Some information about the EMILY JANE has recently been supplied from the Buzza family and has meant we can more accurately describe the pictures posted on 15th June 2010 on our website. That photo is actually the second Emily Jane.
FIRST EMILY JANE
The first Emily Jane paddle steamer was designed specifically to service trade on the Goulburn River from Echuca to Seymour. She was built at Wyuna in Thomas Buzza’s saw mill and boat building yard in partnership with Charles Wordsworth and William Rose, to the design of T. Price of Echuca.
She was launched at Wyuna by Simon Fraser M.L.A. , who christened her “Emily Jane” so named after the daughter of Thomas Buzza. The vessel was taken to Echuca to be fitted out with a 9 inch double action horizontal steam engine made by David Munro & Co of Melbourne. Dimensions were: 70.9 x 13.2 x 4.8 feet W 58 tons gross.

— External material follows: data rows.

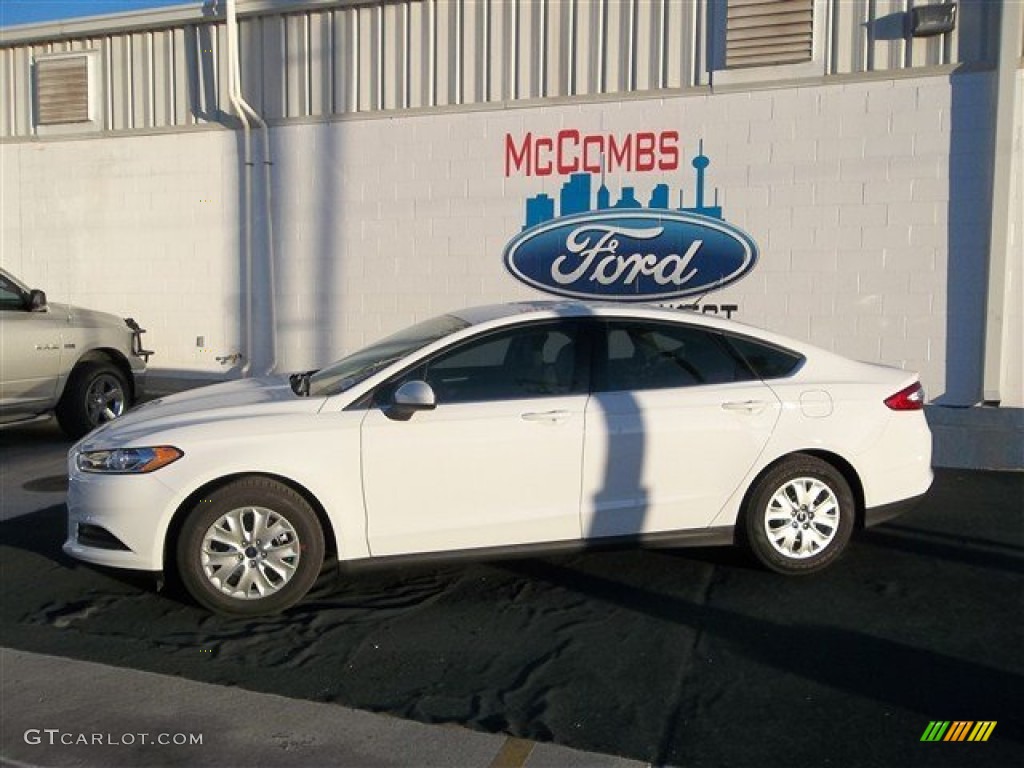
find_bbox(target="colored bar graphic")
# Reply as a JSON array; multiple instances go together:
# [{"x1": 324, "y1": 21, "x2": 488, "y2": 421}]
[
  {"x1": 921, "y1": 720, "x2": 998, "y2": 741},
  {"x1": 942, "y1": 720, "x2": 974, "y2": 741},
  {"x1": 921, "y1": 720, "x2": 949, "y2": 741},
  {"x1": 967, "y1": 720, "x2": 997, "y2": 741}
]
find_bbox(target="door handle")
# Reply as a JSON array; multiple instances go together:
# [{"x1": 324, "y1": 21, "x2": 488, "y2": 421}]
[
  {"x1": 522, "y1": 411, "x2": 569, "y2": 424},
  {"x1": 722, "y1": 400, "x2": 768, "y2": 414}
]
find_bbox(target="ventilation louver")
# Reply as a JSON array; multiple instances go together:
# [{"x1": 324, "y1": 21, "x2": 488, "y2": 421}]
[
  {"x1": 36, "y1": 55, "x2": 89, "y2": 125},
  {"x1": 725, "y1": 0, "x2": 814, "y2": 69}
]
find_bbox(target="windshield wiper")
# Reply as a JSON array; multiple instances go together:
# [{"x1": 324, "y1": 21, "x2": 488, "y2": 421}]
[{"x1": 288, "y1": 371, "x2": 316, "y2": 397}]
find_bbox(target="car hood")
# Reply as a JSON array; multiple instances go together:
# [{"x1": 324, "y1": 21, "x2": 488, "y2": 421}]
[
  {"x1": 46, "y1": 301, "x2": 127, "y2": 330},
  {"x1": 79, "y1": 376, "x2": 327, "y2": 450}
]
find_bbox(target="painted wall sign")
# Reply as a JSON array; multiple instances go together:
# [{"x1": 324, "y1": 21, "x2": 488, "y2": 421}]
[
  {"x1": 505, "y1": 211, "x2": 757, "y2": 301},
  {"x1": 504, "y1": 132, "x2": 758, "y2": 301}
]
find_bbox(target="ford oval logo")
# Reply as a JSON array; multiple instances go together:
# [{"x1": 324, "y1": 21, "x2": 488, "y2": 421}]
[{"x1": 504, "y1": 210, "x2": 758, "y2": 301}]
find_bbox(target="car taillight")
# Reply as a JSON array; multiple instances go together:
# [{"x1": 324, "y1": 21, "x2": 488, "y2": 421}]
[{"x1": 885, "y1": 381, "x2": 925, "y2": 411}]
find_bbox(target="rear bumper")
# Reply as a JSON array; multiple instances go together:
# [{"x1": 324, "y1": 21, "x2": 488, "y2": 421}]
[{"x1": 864, "y1": 493, "x2": 927, "y2": 528}]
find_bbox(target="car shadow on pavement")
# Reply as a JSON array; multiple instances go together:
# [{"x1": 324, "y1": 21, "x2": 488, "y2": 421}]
[
  {"x1": 504, "y1": 560, "x2": 1024, "y2": 765},
  {"x1": 0, "y1": 507, "x2": 155, "y2": 594}
]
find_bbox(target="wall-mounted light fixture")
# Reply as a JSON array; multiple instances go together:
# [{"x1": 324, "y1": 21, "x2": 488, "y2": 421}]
[{"x1": 909, "y1": 3, "x2": 956, "y2": 37}]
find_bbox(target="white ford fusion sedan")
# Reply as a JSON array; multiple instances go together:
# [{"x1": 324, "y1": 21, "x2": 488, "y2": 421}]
[{"x1": 65, "y1": 302, "x2": 932, "y2": 614}]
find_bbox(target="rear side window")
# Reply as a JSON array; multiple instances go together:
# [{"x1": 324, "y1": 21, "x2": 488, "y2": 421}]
[
  {"x1": 594, "y1": 321, "x2": 754, "y2": 392},
  {"x1": 726, "y1": 336, "x2": 804, "y2": 379}
]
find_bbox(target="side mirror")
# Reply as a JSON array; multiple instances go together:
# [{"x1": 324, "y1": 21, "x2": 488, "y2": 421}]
[
  {"x1": 384, "y1": 380, "x2": 437, "y2": 421},
  {"x1": 29, "y1": 288, "x2": 46, "y2": 312}
]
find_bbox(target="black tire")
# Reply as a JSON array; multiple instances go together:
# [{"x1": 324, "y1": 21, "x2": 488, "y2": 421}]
[
  {"x1": 176, "y1": 477, "x2": 324, "y2": 616},
  {"x1": 55, "y1": 360, "x2": 131, "y2": 439},
  {"x1": 743, "y1": 455, "x2": 856, "y2": 575}
]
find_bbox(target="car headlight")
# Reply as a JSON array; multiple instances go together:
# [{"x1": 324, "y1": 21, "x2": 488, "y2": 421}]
[{"x1": 75, "y1": 445, "x2": 184, "y2": 475}]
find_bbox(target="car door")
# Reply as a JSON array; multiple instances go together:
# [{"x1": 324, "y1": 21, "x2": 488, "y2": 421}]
[
  {"x1": 0, "y1": 275, "x2": 62, "y2": 415},
  {"x1": 361, "y1": 322, "x2": 588, "y2": 556},
  {"x1": 581, "y1": 321, "x2": 780, "y2": 538}
]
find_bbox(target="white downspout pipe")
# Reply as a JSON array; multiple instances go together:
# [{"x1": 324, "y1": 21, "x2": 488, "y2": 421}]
[
  {"x1": 227, "y1": 0, "x2": 253, "y2": 378},
  {"x1": 225, "y1": 0, "x2": 278, "y2": 377}
]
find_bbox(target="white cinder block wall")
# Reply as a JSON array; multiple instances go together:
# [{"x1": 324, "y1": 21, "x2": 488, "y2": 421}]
[{"x1": 0, "y1": 73, "x2": 995, "y2": 403}]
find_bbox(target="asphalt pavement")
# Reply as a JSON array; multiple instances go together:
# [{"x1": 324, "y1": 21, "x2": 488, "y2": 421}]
[{"x1": 0, "y1": 423, "x2": 1024, "y2": 768}]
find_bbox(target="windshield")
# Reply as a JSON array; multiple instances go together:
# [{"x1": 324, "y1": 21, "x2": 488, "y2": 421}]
[{"x1": 308, "y1": 314, "x2": 469, "y2": 397}]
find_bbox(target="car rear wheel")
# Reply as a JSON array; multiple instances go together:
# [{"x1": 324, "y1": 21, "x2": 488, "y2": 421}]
[
  {"x1": 744, "y1": 456, "x2": 856, "y2": 574},
  {"x1": 177, "y1": 477, "x2": 324, "y2": 615},
  {"x1": 56, "y1": 361, "x2": 131, "y2": 439}
]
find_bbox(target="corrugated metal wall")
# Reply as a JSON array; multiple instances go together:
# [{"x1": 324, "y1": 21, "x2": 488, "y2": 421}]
[{"x1": 0, "y1": 0, "x2": 998, "y2": 137}]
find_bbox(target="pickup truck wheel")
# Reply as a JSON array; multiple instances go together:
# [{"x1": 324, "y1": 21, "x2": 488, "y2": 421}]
[{"x1": 56, "y1": 362, "x2": 130, "y2": 439}]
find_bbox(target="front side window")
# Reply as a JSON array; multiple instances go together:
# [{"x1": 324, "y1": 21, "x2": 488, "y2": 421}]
[
  {"x1": 309, "y1": 314, "x2": 469, "y2": 397},
  {"x1": 594, "y1": 322, "x2": 755, "y2": 392},
  {"x1": 402, "y1": 323, "x2": 586, "y2": 404}
]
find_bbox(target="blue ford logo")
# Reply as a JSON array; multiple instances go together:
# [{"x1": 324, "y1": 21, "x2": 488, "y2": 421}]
[{"x1": 504, "y1": 210, "x2": 758, "y2": 301}]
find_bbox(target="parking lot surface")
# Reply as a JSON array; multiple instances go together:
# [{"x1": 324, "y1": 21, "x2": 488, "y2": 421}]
[{"x1": 0, "y1": 423, "x2": 1024, "y2": 766}]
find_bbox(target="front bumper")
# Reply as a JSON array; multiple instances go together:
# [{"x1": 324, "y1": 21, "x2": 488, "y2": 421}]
[{"x1": 63, "y1": 468, "x2": 174, "y2": 571}]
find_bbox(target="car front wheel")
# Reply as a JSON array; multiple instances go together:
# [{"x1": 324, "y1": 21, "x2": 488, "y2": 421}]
[
  {"x1": 177, "y1": 477, "x2": 324, "y2": 615},
  {"x1": 745, "y1": 456, "x2": 856, "y2": 574}
]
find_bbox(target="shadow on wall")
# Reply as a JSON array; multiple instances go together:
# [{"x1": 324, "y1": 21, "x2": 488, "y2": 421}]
[{"x1": 935, "y1": 72, "x2": 995, "y2": 407}]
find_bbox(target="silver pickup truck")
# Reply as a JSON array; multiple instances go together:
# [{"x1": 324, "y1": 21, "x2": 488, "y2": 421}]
[{"x1": 0, "y1": 269, "x2": 153, "y2": 437}]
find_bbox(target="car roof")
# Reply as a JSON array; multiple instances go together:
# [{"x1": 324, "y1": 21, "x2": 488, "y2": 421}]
[
  {"x1": 449, "y1": 299, "x2": 831, "y2": 364},
  {"x1": 450, "y1": 300, "x2": 766, "y2": 336}
]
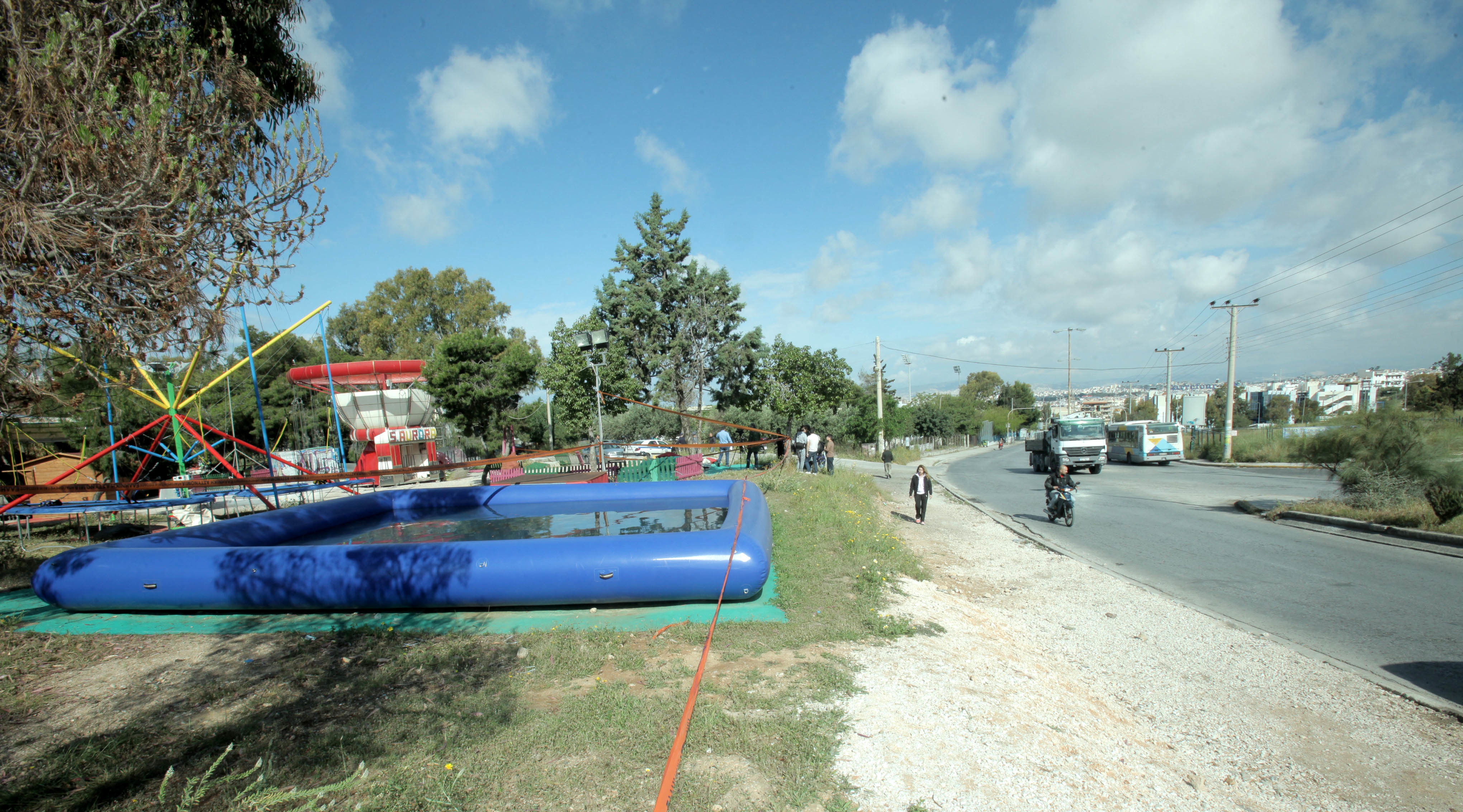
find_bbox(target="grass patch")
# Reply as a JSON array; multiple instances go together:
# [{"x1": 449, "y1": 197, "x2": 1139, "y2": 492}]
[
  {"x1": 1265, "y1": 499, "x2": 1463, "y2": 536},
  {"x1": 0, "y1": 471, "x2": 941, "y2": 812},
  {"x1": 1184, "y1": 429, "x2": 1305, "y2": 462},
  {"x1": 838, "y1": 445, "x2": 920, "y2": 465}
]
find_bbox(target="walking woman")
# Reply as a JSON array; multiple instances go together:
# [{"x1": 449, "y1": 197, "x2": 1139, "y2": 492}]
[{"x1": 910, "y1": 465, "x2": 935, "y2": 524}]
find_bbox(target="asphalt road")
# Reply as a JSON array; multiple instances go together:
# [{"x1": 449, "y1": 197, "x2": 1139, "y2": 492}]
[{"x1": 924, "y1": 446, "x2": 1463, "y2": 705}]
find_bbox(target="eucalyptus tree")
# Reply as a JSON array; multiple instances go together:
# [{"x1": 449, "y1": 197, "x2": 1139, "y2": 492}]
[{"x1": 0, "y1": 0, "x2": 331, "y2": 413}]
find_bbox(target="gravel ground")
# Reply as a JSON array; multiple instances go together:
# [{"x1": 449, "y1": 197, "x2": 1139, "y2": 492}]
[{"x1": 837, "y1": 479, "x2": 1463, "y2": 812}]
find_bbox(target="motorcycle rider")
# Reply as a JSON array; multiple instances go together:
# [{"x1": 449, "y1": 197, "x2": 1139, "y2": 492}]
[{"x1": 1045, "y1": 464, "x2": 1077, "y2": 512}]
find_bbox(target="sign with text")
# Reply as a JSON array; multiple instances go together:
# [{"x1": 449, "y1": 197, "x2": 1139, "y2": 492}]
[{"x1": 378, "y1": 426, "x2": 437, "y2": 443}]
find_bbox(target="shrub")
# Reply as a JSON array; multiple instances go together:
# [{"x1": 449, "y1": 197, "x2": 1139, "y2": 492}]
[{"x1": 1341, "y1": 467, "x2": 1422, "y2": 512}]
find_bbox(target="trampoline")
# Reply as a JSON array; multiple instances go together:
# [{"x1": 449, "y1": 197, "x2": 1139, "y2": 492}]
[{"x1": 32, "y1": 480, "x2": 772, "y2": 612}]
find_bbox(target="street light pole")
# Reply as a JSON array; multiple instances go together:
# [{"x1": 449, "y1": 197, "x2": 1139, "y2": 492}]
[
  {"x1": 1007, "y1": 407, "x2": 1042, "y2": 439},
  {"x1": 1208, "y1": 299, "x2": 1260, "y2": 462},
  {"x1": 1052, "y1": 328, "x2": 1087, "y2": 414},
  {"x1": 873, "y1": 335, "x2": 884, "y2": 458},
  {"x1": 573, "y1": 329, "x2": 610, "y2": 471},
  {"x1": 1154, "y1": 347, "x2": 1184, "y2": 423}
]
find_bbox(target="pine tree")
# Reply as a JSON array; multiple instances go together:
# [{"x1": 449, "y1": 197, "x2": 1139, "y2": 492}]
[{"x1": 594, "y1": 195, "x2": 761, "y2": 435}]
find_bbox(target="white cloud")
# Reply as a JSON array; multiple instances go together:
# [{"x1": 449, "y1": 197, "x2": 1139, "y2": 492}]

On her first journey up the Goulburn, she took 9 hours to come from Mooroopna, arriving in Murchison at 10 pm to the great excitement of the locals. Next day she passed under the new bridge, and travelled on to Day’s Punt site, before returning to Echuca. (Goulburn Advertiser 11thNov. 1875) The last of her infrequent visits to Murchison was reported in Nov. 1878. Registration was closed in 1882, and she was broken up, possibly for use as a barge.
The second and larger Emily Jane was built by Buzza for service on the Murray and Darling Rivers. She was sold in 1888 to W. Bowring and provided service until she was burnt to the water line in 1899 at Wentworth.
The only known image of the first Emily Jane is this oil painting by G. Rathbone.